Andreas Kyriacou meint
Nicht schlecht, die Prognose – wenn sie auch bezüglich Wackelsitze nur teilweise richtig war: Nicht Wüthrich oder Zwick sondern Ballmer muss bis zuletzt bangen, ob’s für Rang 5 reicht.
Klaus Kirchmayr meint
Ich bin mir nicht so sicher, ob die Wahlbeteiligung tatsächlich tiefer sein wird. Mit GLP und BDP buhlen zwei zusätzliche Parteien um die Wähler und bei den Regierungsratswahlen gibt es einen Drei- anstatt einen Zweikampf. All dies dürfte mobilisierend wirken.
M.M. meint
Wir haben den Hinweis aus einer repräsentativen Gemeinde, wonach der Rücklauf an Stimmcouverts in der ersten Woche bemerkenswert tief war.
Gleiches hat auch die Büza festgestellt und deshalb letze Woche einen Brief an mehrere tausend Empfänger geschickt (Gysins Stalinorgel). Der zuständige Mann mit langjähriger Abstimmungspraxis meinte, dass dieser Rückstand erfahrungsgemäss nicht mehr aufgeholt wird.

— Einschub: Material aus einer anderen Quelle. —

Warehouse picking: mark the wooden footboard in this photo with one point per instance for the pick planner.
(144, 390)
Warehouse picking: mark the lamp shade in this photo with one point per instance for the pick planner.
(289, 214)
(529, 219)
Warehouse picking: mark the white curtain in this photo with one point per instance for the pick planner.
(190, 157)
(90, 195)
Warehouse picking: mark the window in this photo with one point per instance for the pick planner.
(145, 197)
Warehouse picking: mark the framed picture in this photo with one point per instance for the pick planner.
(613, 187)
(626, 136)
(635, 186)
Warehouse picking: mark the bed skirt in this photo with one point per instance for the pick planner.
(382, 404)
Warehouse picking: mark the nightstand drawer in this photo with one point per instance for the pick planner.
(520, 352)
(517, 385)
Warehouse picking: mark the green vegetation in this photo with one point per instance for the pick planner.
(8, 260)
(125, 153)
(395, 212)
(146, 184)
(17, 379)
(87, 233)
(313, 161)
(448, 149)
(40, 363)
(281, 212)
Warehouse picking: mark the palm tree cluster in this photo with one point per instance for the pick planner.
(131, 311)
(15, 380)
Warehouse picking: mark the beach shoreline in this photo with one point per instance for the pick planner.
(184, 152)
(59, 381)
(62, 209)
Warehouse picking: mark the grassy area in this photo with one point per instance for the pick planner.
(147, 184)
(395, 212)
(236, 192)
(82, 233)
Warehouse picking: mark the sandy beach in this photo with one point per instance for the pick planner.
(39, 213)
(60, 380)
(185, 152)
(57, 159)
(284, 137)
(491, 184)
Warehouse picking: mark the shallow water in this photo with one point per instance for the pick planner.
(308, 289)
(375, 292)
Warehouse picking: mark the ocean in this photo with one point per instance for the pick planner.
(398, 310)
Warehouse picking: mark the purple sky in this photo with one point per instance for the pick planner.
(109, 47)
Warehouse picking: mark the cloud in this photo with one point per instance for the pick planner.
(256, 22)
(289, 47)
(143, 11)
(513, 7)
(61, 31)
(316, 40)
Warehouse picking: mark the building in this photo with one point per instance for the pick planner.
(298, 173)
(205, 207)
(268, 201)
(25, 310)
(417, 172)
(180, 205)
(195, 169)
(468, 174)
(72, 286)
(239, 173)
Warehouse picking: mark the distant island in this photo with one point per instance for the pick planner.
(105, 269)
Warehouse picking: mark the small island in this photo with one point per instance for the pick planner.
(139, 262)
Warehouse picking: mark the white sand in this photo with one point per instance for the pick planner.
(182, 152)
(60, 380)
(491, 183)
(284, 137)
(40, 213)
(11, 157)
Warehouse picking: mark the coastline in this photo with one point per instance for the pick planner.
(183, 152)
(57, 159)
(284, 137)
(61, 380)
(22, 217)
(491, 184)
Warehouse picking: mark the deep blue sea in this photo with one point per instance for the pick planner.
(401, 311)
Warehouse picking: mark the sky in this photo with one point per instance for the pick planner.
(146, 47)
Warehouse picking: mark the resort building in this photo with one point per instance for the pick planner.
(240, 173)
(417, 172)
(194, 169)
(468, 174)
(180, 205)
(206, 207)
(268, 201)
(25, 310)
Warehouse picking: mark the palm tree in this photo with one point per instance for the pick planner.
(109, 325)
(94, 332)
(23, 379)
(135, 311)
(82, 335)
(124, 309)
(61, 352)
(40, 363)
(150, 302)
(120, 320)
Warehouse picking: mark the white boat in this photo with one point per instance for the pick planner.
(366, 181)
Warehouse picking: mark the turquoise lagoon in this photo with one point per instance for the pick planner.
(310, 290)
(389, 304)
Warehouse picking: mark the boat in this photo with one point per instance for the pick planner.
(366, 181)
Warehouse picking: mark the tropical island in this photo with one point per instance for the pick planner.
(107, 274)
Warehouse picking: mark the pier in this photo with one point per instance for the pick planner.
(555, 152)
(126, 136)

Die Wahlbeteiligung bei Regierungsratswahlen lag in den letzten Jahren um die dreissig Prozent. Die 36 % vom letzten Mal waren ein Ausreisser nach oben.
Osservatore Profano meint
De profundis Argoviae melde ich mich mit einem Kommentar.

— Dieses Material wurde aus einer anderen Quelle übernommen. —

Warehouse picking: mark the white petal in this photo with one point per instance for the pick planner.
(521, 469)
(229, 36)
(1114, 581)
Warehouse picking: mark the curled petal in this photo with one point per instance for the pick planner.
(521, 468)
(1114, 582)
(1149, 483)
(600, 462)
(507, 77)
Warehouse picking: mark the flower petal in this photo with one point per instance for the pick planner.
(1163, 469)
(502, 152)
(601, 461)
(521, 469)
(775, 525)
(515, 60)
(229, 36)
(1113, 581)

Die Prognose, Isaac Reber, betreffend, finde ich korrekt, und sein Leserbrief in der heutigen BaZ beweist, dass er es nicht nötig hat, den Leuten nach dem Mund zu reden, auch nicht in der dornenvollen Spitalpolitik.

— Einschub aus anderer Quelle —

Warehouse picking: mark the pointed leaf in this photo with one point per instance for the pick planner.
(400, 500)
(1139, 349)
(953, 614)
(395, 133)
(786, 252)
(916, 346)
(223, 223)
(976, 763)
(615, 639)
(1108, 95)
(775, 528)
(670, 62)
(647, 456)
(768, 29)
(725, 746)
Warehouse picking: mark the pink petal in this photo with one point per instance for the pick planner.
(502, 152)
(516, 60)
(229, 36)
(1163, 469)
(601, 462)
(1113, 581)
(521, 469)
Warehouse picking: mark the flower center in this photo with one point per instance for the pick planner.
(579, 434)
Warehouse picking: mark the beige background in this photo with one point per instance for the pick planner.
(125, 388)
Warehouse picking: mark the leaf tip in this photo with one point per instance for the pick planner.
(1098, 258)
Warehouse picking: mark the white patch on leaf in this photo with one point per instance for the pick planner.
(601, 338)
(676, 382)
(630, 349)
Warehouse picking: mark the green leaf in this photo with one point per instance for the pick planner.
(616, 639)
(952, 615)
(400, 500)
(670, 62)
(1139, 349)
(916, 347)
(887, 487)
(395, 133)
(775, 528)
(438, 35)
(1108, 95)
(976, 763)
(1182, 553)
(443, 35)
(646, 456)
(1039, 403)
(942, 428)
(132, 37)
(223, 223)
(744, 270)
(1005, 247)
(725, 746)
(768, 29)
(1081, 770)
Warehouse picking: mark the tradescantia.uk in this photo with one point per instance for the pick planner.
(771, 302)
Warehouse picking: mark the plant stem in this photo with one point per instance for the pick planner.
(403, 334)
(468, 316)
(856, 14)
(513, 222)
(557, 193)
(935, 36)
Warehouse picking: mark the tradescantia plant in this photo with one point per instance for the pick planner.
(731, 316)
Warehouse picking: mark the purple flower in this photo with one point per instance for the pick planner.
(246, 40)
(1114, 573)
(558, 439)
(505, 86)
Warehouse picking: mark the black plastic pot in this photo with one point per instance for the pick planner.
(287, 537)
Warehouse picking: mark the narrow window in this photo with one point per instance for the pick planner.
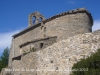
(33, 20)
(41, 45)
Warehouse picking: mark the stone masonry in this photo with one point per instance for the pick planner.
(51, 46)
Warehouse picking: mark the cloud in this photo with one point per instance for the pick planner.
(71, 2)
(96, 25)
(5, 39)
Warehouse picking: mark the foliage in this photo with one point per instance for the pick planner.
(88, 66)
(4, 59)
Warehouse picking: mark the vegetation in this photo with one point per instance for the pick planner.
(4, 59)
(88, 66)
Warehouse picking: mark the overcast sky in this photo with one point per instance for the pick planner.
(14, 14)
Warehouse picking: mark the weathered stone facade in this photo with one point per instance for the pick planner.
(53, 44)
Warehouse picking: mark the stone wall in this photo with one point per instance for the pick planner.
(37, 44)
(63, 26)
(59, 58)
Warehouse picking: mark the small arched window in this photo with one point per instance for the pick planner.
(34, 20)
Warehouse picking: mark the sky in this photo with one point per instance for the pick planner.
(14, 14)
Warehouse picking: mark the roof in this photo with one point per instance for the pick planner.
(80, 10)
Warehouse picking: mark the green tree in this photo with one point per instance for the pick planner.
(91, 63)
(4, 59)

Weniger einverstanden bin ich mit der Behauptung, Urs Wuethrich könne nicht auf bürgerliche Stimmen rechnen. Immerhin hat er in der letzten Legislaturperiode bewiesen, dass er für unbequeme Entscheide der Regierung loyal den Kopf hinhält, etwa als es um Klassengroessen ging, und er kann den Erfolg der Harmos-Vorlage auch als persönlichen Erfolg verbuchen. Dem Identitaetskrisengebeutelten Kanton Baselland tut dieser bodenständige Berner gut, weil er keine Huelftenschanz-Neurose hat.